Business with an Employee Mindset

More recently, as my business has grown much beyond me, now with a team of nearly 20 people, some of whom I have yet to even meet, and client projects I don’t even know about, I laugh at was the struggle to get my business off the ground 4 years ago. However, looking back, I was REALLY struggling with getting my first few clients, and even when I did, I priced myself pretty horribly, doing the same website work that I would now sell for tens of thousands.

One of the places I was stuck was in my own head – the employee mindset.

When I started my business from my freshman dorm room, I had just come out of a $15 an hour job at an internet and networking company. The job wasn’t my favorite, but it helped put some money into my pocket and savings for college.

Then, I got to college, realized I was broke, couldn’t find a job, and decided to get into freelancing to try and make things work.

I had a few conversations with some businesses via cold email, and when it came to pricing and quotes, I had no idea what to do, so I did what I was used to doing. $15 x (amount of work hours) = final price. However, I quickly learned that there were two major problems with this approach.

First, I was underquoting. $15 per hour was vastly below market value, which looking back is probably why I lost so many deals in the beginning. Even if a project took me 80 hours, it was only $1200, taking over two weeks to develop without counting revisions.

Second, I was unable to scale. $15 an hour barely get’s you a developer from the most un-developed corners of the world, let alone get my bills paid at the end of the day. I obviously wanted to make money, but in my head, because of the “employee hourly mindset,” I was mentally incapable of setting higher prices.

Somehow, I scrapped for nearly 3 years like this, raising my prices slowly. As my prices went up, I realized that I could use sub-contractors more and focus on the sales and business side. It wasn’t until I decided to attack my sales with a more “value based” approach.

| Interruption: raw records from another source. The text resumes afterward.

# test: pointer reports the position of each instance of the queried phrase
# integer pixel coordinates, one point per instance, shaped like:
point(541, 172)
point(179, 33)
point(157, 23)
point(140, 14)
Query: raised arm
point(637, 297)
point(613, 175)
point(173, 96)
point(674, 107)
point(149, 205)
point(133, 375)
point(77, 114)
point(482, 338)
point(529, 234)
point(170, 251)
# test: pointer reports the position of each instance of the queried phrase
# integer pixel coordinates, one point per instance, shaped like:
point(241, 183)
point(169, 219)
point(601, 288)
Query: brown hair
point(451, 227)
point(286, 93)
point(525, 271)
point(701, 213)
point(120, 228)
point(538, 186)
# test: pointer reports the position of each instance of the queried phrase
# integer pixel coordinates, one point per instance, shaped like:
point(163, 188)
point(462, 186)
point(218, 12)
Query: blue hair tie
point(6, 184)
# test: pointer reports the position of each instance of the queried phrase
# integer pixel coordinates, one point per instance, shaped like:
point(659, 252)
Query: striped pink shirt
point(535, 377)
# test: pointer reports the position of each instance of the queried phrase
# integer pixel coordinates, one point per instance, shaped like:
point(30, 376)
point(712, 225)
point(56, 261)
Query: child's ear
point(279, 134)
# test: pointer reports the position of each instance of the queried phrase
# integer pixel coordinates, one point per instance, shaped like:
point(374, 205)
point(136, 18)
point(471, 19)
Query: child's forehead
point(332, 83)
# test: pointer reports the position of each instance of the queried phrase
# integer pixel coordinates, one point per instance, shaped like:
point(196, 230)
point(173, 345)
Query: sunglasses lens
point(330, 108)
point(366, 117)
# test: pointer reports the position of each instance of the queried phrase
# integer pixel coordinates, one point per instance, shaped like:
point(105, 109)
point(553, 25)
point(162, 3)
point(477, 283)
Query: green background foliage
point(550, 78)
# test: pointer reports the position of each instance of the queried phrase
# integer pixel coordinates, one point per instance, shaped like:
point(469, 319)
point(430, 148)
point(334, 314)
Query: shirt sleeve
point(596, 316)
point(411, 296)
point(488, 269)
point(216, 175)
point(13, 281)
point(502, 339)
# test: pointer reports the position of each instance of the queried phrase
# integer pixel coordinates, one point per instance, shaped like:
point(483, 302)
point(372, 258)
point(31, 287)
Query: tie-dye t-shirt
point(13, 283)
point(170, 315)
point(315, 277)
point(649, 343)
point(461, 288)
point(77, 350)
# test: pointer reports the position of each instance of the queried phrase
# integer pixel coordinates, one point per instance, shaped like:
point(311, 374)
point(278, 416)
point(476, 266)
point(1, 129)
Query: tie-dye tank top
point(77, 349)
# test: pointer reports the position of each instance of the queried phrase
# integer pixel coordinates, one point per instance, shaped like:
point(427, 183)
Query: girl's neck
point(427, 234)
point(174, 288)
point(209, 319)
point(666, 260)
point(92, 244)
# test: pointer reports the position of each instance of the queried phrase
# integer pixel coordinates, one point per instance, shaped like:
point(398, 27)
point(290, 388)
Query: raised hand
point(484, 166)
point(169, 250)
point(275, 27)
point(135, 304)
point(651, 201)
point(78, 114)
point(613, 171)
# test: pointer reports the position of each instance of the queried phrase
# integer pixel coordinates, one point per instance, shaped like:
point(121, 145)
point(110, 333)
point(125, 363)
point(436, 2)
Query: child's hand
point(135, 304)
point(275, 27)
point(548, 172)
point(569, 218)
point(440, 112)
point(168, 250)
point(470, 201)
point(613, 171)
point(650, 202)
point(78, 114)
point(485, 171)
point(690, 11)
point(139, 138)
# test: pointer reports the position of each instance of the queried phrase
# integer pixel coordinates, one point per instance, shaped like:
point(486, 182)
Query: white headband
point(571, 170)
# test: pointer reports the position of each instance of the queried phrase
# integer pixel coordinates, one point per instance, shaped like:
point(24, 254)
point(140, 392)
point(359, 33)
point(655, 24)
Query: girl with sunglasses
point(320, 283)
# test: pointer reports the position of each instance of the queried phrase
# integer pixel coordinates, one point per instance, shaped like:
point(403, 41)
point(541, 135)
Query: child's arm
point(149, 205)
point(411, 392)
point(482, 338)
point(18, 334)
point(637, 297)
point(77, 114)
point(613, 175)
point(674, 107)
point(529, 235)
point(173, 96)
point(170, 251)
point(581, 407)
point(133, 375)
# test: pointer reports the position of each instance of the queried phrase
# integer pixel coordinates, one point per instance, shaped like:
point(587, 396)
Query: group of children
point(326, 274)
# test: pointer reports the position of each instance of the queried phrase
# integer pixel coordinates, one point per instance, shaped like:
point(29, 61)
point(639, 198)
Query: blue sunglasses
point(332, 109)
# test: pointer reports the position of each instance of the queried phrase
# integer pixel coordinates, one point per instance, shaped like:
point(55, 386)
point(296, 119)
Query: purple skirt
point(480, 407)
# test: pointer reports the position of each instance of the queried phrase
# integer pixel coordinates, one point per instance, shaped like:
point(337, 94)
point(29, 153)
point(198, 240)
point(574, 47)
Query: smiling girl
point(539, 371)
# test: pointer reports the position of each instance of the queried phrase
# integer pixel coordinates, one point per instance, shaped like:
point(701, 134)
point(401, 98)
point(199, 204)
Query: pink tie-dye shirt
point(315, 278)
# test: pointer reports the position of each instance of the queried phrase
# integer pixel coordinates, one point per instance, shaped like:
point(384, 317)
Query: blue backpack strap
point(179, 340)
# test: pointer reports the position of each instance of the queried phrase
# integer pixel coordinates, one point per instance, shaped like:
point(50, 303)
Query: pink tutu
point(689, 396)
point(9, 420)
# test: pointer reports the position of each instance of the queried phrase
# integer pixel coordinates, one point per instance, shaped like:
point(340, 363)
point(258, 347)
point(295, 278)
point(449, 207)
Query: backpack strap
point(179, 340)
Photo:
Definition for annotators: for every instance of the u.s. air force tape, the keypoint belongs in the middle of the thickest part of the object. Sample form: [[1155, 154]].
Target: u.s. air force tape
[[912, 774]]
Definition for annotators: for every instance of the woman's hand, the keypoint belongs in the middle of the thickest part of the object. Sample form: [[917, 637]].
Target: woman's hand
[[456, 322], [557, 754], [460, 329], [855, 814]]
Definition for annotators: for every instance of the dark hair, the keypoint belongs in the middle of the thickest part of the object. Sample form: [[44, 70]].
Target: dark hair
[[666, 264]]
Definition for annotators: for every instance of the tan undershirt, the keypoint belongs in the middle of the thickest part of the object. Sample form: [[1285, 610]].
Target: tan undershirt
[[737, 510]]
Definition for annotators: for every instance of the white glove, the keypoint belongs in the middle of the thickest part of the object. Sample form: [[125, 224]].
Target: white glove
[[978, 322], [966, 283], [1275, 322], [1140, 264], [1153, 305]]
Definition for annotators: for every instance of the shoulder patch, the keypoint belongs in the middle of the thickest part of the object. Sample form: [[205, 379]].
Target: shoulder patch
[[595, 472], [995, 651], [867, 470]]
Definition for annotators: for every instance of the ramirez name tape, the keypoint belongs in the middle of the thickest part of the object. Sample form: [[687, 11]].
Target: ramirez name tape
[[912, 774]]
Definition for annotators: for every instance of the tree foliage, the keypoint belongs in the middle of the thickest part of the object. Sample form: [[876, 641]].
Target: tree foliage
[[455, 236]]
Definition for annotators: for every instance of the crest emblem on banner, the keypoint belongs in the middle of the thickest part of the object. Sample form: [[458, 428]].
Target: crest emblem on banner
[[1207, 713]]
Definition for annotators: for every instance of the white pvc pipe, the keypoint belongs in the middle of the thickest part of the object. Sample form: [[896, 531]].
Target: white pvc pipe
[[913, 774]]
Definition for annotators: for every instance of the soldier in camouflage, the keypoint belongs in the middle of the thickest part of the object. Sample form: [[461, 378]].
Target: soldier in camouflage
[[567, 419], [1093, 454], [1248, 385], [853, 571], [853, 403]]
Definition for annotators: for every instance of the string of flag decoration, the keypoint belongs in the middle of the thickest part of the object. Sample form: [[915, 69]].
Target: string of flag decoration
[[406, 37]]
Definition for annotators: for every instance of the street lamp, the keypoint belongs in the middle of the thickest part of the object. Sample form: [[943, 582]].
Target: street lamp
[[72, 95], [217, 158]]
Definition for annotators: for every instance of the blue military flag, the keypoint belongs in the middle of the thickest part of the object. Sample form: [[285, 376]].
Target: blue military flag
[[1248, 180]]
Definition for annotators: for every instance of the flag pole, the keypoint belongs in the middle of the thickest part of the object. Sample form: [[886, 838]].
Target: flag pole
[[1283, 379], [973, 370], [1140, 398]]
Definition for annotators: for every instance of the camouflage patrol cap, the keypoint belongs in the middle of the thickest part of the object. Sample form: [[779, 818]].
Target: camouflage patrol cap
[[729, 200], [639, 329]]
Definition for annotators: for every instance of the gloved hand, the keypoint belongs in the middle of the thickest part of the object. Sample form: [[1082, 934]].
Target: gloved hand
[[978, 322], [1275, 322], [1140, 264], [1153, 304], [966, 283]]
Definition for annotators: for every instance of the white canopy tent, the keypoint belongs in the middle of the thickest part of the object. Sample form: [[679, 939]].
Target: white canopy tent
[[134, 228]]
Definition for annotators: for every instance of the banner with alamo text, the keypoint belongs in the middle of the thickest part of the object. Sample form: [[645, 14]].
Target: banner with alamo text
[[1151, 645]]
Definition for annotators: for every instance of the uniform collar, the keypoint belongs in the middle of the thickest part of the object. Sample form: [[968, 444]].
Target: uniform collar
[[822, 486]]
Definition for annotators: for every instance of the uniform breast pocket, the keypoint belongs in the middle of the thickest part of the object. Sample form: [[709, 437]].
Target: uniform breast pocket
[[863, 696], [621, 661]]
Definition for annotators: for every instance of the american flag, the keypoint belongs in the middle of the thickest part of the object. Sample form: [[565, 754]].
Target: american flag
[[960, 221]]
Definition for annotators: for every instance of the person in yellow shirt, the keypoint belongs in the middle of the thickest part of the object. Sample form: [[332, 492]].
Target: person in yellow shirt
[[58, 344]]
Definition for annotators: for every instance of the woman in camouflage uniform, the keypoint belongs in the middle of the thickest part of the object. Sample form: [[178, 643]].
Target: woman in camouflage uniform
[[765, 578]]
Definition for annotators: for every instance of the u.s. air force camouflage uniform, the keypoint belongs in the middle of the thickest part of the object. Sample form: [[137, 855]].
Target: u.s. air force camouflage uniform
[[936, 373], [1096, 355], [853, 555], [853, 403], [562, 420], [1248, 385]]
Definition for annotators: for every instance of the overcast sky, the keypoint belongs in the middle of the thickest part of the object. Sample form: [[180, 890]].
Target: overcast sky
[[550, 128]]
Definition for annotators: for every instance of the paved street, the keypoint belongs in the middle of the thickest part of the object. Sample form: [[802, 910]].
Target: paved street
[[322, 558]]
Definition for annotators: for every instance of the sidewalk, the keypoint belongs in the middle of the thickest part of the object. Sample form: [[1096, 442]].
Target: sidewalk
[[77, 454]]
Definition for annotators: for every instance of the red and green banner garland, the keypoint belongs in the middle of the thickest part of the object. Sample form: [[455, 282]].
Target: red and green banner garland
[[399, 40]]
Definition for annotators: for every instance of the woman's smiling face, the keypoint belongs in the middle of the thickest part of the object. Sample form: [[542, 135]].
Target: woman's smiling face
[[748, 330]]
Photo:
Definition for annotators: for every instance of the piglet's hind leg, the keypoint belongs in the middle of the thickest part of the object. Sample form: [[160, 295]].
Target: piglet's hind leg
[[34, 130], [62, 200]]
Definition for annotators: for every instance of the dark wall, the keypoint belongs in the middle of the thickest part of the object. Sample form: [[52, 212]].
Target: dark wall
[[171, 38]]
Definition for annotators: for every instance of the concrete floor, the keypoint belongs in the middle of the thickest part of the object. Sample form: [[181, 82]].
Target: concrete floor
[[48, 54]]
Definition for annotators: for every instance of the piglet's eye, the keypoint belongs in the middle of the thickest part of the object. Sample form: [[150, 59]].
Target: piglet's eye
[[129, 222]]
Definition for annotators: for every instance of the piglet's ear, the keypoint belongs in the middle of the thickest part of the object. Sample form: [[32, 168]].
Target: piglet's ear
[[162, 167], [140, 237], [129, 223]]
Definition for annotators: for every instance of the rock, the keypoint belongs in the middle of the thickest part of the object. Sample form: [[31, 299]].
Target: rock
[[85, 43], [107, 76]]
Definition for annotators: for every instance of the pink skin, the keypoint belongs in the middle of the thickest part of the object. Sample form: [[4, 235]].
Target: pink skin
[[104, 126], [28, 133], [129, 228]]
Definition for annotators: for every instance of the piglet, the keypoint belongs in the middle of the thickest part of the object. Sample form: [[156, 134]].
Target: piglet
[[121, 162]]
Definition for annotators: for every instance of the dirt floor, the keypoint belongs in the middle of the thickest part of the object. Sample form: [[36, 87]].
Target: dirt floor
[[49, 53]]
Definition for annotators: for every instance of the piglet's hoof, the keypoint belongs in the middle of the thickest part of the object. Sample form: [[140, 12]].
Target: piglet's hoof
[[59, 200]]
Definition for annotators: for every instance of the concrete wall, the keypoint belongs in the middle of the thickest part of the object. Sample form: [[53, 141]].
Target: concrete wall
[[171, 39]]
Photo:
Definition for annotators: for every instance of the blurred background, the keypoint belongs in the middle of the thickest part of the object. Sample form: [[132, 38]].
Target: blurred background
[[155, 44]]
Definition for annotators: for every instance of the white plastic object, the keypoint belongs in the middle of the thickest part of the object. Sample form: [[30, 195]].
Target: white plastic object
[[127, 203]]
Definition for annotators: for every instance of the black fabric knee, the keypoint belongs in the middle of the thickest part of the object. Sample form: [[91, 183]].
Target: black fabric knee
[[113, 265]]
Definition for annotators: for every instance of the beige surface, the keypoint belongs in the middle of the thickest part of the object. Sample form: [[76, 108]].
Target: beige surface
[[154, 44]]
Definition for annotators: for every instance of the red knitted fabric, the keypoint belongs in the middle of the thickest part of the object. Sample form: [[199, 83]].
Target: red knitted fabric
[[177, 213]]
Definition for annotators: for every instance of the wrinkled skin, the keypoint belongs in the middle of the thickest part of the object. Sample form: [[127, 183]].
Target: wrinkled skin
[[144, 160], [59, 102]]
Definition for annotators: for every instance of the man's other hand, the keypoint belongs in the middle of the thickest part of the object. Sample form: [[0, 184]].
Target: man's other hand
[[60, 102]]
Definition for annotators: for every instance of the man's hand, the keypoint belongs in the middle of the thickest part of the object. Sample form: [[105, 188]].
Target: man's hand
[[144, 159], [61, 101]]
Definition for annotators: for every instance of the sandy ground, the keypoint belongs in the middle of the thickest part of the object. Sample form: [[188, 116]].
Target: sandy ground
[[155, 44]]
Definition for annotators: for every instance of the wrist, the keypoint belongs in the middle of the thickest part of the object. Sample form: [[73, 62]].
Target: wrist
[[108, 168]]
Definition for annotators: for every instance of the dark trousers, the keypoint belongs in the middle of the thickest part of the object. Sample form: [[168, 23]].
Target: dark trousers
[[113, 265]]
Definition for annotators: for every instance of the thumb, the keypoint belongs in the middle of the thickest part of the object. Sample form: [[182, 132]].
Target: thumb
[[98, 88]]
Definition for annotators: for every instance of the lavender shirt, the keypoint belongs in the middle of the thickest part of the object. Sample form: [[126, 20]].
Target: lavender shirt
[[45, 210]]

In 3 years of cold sales, it became apparent to me who would make a good client vs a bad client. The “value” buyers were always less picky, easier to work with, and let me have my freedom on projects, resulting in a better product at the end. Everyone wins. Pricy picky clients would micro-manage, challenge every thought that I had, and then be reluctant to pay at the end of the project.

Where Things Changed

I got a lead from LinkedIn at the end of 2019 with a company in Des Moines, my hometown, which was pretty shocking to me considering my LinkedIn marketing covered the entire country. I had a phone call with the clients and it became apparent that they were value buyers. I knew this was my chance to make more money than I normally did at the time. We discussed the website on the phone.

I got back to Des Moines and had my proposal ready for them. I went to their office, pitched all the details, website vision, etc. Then at the end they asked “Alright, so what are we looking at for pricing?”

To be honest, I sat there scared to say the number that I had in my head. This was going to be the simplest website I had done in years, but I was going to charge 10x more than I did with other projects of similar size. I said “How does about $5k sound?” I instantly regretted saying that number. It was too high. I’m going to lose this client opportunity, I thought.

Without even flinching, they said “Great! Let’s get started!”.

I was shocked in the moment. We built the website, they were happy with it, I got paid. In addition, they were the easiest clients I had ever worked with.

I had broken through the “employee mindset” after 3 years, something that should have happened in year one.

Breaking the Mindset

If I could go back and tell my younger-self anything about business and breaking the employee mindset, it would be these things.

  1. Focus on sales, but don’t sweat it – I had a scarcity mindset as well in the beginning. I only had a few leads every quarter and didn’t want to waste the opportunities. However, if I would have focused more on out reach, rather than the small lead batch I had, I would have had more opportunities to sell.
  2. Keep raising prices, even if it makes you uncomfortable – this is the only way to mentally break through the “glass ceiling” that you yourself have put into your head. In addition, if you lose out on one sale, number 1 should keep getting you more at bats.
  3. Raise your overhead – Once I started sub-contracting and creating more overhead for myself, it became much easier to justify the higher prices, which did lead to more profit, eventually. Make yourself uncomfortable here, again.

Breaking the employee mindset was very difficult to do and took years. It’s not something that you’ll fix overnight, but I truly believe that if I could do it, anyone can.